My parents regretted bringing that color printer into the house so fast. Not pictured: Sean Connery Stationery.
I wish the holidays still necessitated caps and purple pens.
Election was maybe not the satire to watch with my dad, in retrospect. Actually, any satire was probably not the best idea, but especially not ones with cursing and naked people.
As I recall, this was a gift from someone. I failed to guard my heart back then. But I’ll always love you and your mischievous baby blues, Hugh.
The hair ribbon? The deep-V pinafore thing? Class, ladies and gentlemen. And check out that triumphant face. Enjoy it while you can, kid, in 5 more years that is NOT the face that a camera in your vicinity will conjure.
More film-fueled concepts of romance which would eventually be dashed: Mickey and Minnie meet cute (and violent).
I absolutely PORED over these, and took two separate sheets of notes: 1) What movies to see (asterisks by the ones that my parents would not allow me to see, but no worries, I’d break them down) 2) What not to wear when I got my Oscar, which would surely be soon (note to self: do not wear dress fashioned after Swan, they will make fun of you, even if you have Egg Purse to match).
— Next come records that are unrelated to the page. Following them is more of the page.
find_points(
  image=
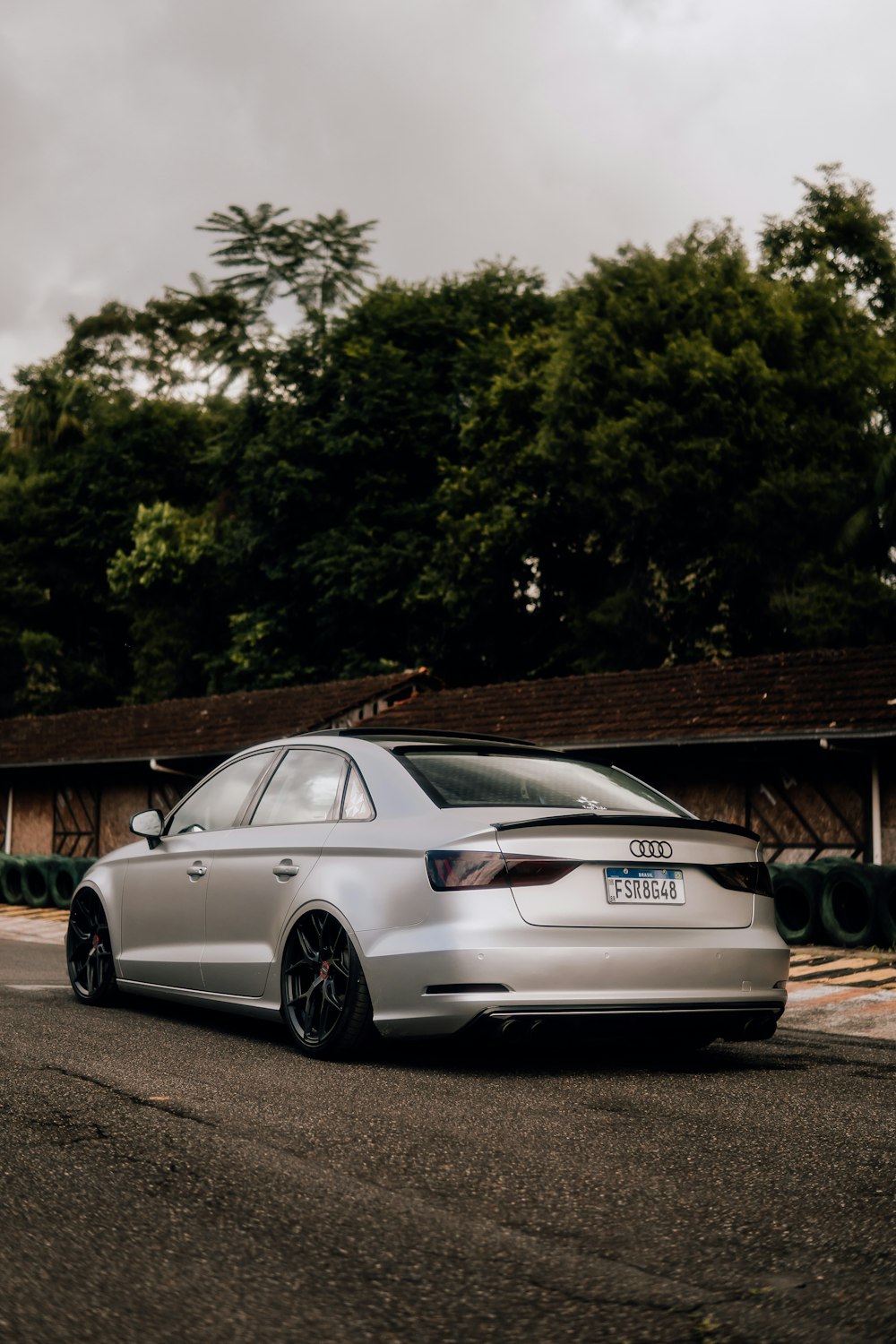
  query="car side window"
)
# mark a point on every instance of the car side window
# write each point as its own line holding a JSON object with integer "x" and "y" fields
{"x": 306, "y": 787}
{"x": 217, "y": 803}
{"x": 357, "y": 806}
In which a totally innocent dance session was about to happen between Esmerelda and Quasimodo, but time and the artist’s abandonment of the work before completion has warped the situation in an alarming way.
What’s the point of it all if you’re just going to end up sliced and tossed onto someone’s BLT? And the freckles are just insult to injury.
Bonus points if you work in a Veggie Tales Easter egg, I guess? You can tell around this time the artist was starting to lean on quips to get by — said quips have not improved with the passage of time.
If you look carefully, you can observe that the artist, perhaps due to guilt, attempted to scratch out the “birthday every day” comment, but I, much like Franz Kafka’s Max Brod, do not believe in destroying a great artist’s work.